"You need merely say that you are sorry," he urged, "and that you'll never stay out again without her approval. That will patch up everything."

"Father," she cried, exploding. "I can't say that. Because I simply don't mean it. From now on, I'm going to have my own way about some things, even if I have to leave the family. Mother may grind you to the very dust. Marriage seems to give her that right, and you seem to enjoy the process.

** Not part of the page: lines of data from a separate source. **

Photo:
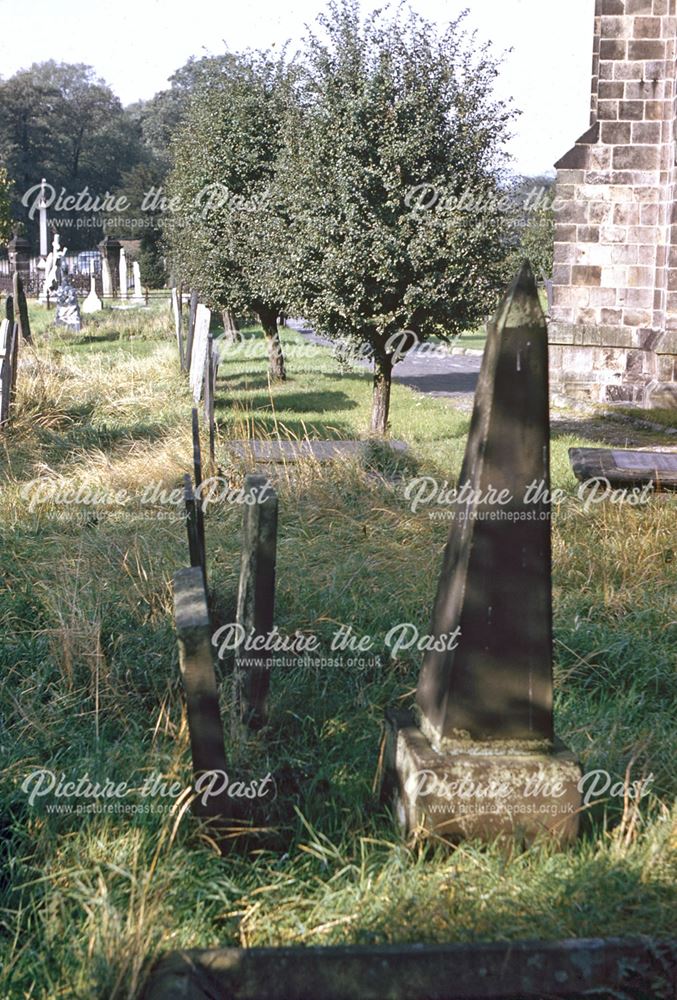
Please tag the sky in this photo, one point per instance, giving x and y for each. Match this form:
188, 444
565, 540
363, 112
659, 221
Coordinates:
135, 46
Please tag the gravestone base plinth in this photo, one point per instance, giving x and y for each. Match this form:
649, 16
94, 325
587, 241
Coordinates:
469, 789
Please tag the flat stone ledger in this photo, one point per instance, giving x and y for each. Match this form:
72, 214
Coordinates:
479, 757
480, 790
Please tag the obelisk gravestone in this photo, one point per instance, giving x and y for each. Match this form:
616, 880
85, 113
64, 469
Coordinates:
479, 757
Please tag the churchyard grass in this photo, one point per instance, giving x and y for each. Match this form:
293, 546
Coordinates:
91, 678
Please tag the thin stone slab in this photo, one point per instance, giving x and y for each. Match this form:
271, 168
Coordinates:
193, 630
256, 597
295, 451
22, 318
625, 468
198, 361
496, 684
600, 967
6, 351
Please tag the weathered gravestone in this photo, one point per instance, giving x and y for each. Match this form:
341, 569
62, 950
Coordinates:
178, 323
256, 598
207, 747
7, 337
211, 371
106, 279
479, 759
21, 307
123, 274
136, 278
624, 468
192, 313
198, 359
67, 308
92, 303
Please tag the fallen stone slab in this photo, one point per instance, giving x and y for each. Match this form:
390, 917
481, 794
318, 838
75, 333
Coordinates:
261, 451
569, 968
623, 467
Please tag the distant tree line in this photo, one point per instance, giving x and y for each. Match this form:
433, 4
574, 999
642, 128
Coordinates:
361, 184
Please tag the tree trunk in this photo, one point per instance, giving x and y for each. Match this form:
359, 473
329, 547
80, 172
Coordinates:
380, 407
230, 329
268, 318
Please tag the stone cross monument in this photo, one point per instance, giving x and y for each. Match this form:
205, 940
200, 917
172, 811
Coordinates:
614, 335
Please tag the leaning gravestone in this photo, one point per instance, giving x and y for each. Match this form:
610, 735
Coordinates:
6, 350
479, 759
202, 700
198, 359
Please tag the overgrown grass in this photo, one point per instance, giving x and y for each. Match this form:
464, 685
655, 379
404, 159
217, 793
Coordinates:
91, 680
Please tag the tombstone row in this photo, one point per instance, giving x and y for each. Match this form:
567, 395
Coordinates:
483, 708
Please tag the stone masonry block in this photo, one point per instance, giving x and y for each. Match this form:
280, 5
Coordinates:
616, 27
628, 111
641, 277
616, 133
647, 27
586, 275
647, 49
615, 48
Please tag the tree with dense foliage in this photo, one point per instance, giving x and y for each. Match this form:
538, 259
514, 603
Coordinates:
537, 231
62, 122
395, 122
6, 222
221, 191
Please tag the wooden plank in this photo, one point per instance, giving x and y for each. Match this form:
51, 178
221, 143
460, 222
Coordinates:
191, 507
193, 631
504, 971
256, 597
199, 512
209, 393
199, 354
176, 311
14, 361
191, 327
5, 370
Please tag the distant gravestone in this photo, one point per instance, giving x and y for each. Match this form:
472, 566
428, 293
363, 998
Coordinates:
484, 698
67, 308
625, 468
199, 354
256, 598
123, 274
106, 279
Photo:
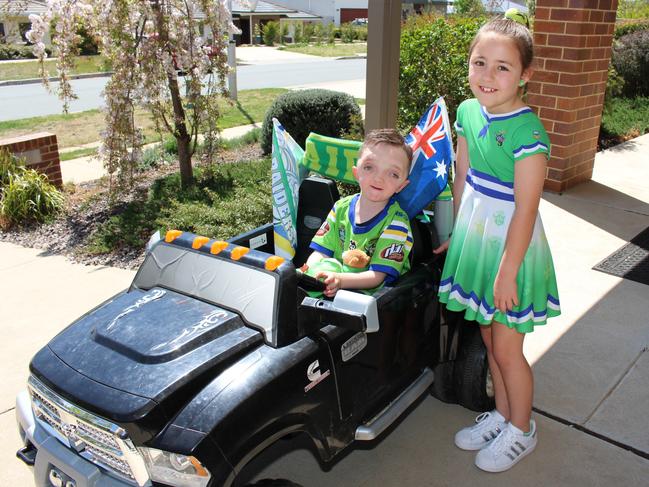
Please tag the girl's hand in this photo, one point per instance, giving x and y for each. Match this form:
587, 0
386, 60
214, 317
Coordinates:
332, 280
443, 247
505, 293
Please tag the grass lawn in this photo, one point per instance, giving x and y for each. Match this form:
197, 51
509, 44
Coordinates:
328, 50
29, 69
84, 127
627, 118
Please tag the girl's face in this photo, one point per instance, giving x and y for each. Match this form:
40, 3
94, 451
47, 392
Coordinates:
495, 70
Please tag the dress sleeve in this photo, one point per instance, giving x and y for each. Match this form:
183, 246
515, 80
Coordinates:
393, 248
459, 127
529, 139
326, 238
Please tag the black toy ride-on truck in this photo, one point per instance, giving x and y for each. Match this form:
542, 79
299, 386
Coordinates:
216, 351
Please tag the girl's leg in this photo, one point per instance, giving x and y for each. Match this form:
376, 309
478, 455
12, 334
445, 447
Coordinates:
516, 373
502, 404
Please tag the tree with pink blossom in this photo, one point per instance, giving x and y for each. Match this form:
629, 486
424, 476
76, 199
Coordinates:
147, 42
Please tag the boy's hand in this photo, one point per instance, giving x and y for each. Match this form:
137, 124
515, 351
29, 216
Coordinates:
332, 280
505, 293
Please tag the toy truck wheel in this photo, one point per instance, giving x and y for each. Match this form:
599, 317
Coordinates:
473, 384
443, 387
274, 483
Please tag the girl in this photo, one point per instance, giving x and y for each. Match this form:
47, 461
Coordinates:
498, 268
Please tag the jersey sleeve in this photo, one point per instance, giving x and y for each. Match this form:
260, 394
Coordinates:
459, 123
393, 248
529, 139
326, 238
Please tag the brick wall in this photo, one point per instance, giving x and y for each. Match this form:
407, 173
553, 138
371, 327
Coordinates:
572, 40
40, 151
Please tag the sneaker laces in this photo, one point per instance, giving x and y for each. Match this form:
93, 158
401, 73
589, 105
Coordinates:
482, 421
501, 443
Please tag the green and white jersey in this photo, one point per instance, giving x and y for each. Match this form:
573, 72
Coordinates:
386, 238
497, 142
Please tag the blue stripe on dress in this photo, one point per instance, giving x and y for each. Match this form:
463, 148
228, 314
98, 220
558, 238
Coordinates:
489, 177
526, 149
490, 310
488, 191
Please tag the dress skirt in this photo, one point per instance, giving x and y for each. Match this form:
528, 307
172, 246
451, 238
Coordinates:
474, 255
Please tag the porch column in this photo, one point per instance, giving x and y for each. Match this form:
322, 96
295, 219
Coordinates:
382, 87
573, 48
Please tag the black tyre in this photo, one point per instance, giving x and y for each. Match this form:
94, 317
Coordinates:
274, 483
443, 387
473, 384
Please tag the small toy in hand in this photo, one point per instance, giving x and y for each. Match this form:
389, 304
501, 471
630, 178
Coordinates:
356, 259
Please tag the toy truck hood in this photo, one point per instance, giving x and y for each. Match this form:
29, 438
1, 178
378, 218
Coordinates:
152, 343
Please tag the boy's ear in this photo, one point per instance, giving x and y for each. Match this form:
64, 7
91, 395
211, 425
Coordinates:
403, 185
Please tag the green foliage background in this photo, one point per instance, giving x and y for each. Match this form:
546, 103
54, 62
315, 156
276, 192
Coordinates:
434, 63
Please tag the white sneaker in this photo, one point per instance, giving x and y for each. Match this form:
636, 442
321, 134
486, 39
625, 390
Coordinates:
511, 446
488, 426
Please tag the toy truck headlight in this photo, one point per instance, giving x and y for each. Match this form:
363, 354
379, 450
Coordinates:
174, 469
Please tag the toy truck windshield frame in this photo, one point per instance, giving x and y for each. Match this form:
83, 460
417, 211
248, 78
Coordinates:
216, 277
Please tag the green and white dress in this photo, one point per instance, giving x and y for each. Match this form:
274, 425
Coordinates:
495, 143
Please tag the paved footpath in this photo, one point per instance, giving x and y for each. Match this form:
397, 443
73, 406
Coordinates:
591, 364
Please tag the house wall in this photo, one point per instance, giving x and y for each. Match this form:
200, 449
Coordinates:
40, 151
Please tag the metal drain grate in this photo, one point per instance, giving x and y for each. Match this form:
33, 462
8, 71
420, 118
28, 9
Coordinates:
630, 261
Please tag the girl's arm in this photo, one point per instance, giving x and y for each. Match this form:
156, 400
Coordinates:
461, 168
350, 280
529, 175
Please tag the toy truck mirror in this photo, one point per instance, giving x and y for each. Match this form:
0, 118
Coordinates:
349, 310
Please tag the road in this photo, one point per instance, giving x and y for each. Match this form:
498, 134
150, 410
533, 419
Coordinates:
31, 100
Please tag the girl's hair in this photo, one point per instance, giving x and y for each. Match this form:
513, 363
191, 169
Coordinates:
512, 30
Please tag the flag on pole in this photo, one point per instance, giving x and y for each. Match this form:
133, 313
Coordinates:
432, 157
287, 174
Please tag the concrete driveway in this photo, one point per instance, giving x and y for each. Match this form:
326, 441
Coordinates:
591, 364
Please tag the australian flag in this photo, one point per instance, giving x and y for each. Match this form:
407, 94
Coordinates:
432, 157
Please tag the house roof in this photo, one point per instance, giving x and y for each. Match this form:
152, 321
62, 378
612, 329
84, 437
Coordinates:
269, 8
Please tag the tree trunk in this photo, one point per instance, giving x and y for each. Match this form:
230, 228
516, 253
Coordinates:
183, 138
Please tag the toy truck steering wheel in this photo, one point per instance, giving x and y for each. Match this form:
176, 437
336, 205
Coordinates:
309, 283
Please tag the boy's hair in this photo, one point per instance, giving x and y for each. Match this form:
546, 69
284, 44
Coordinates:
387, 136
512, 30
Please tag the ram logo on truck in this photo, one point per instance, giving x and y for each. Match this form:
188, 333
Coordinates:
314, 375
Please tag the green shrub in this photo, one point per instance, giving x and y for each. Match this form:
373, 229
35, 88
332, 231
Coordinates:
630, 58
301, 112
628, 28
434, 54
26, 195
270, 32
347, 32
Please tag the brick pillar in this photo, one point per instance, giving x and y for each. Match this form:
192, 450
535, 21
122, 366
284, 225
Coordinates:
39, 151
572, 41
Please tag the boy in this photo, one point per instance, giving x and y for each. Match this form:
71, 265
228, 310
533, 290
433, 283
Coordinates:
368, 233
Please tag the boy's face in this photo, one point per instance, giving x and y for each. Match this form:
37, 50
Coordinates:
382, 170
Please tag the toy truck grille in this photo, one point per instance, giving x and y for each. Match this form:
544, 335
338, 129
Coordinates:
101, 442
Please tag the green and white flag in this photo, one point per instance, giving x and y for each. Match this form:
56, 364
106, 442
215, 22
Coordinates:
287, 174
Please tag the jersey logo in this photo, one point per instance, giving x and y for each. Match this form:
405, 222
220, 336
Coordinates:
393, 252
323, 229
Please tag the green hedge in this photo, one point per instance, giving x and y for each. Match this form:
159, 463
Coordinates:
434, 53
301, 112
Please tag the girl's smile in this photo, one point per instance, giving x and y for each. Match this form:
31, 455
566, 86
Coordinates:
495, 70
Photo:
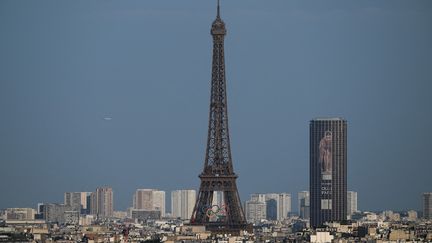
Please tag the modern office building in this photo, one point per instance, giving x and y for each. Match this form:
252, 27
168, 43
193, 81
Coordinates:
182, 203
304, 204
278, 205
54, 212
150, 200
21, 214
104, 202
255, 211
427, 205
328, 170
351, 203
77, 201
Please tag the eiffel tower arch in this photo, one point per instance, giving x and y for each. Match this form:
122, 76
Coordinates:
218, 173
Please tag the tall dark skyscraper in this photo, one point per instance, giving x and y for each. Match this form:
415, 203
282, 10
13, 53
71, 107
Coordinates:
328, 170
218, 173
427, 205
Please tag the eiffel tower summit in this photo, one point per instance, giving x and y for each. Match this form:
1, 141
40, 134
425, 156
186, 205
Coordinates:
218, 178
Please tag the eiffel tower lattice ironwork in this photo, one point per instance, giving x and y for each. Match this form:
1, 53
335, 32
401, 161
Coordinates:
218, 173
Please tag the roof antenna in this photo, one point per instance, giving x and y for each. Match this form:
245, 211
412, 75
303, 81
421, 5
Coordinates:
218, 10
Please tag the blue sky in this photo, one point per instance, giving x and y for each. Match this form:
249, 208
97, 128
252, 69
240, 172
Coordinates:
67, 65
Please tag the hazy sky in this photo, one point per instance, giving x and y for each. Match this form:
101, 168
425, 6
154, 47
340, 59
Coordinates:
116, 93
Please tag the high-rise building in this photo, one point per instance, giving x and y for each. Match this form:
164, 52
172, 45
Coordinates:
328, 170
77, 201
93, 203
278, 205
150, 200
351, 203
427, 205
21, 214
182, 203
304, 204
104, 202
412, 215
284, 205
54, 212
255, 211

But she shan't do so to me."

"Good Lord, what will happen next?" exclaimed the unhappy man, appalled at the collapse of his plan of conciliation. "The house has been like a funeral all day. Would to Heaven I were the corpse."

But his daughter did not hear this pathetic wish, for she was already on her way upstairs.

II

In Emily's bedroom above the parlor, Mrs. Barr was reclining in an invalid's chair. Illness had not softened the rigidity of that too, too solid flesh. She was pale, but her pallor merely accentuated the iron lines of her face.

Emily, more matronly than ever, hovered about her mother in unctuous solicitude, while Laura, the maid, busied herself setting chairs and knick-knacks wrong, in order to set them right again. Mrs. Barr disliked to have anyone about her unoccupied.

When Janet entered, her mother greeted her coldly, and then dismissed Laura with studied sweetness. She was actually much kinder to her domestics than to members of the family. Servants were hard to get and harder to keep.

"I'm sorry you have been ill," said the impenitent, politely.

"Sit down, my child. I'm getting better now, thanks in part to Doctor Hervey."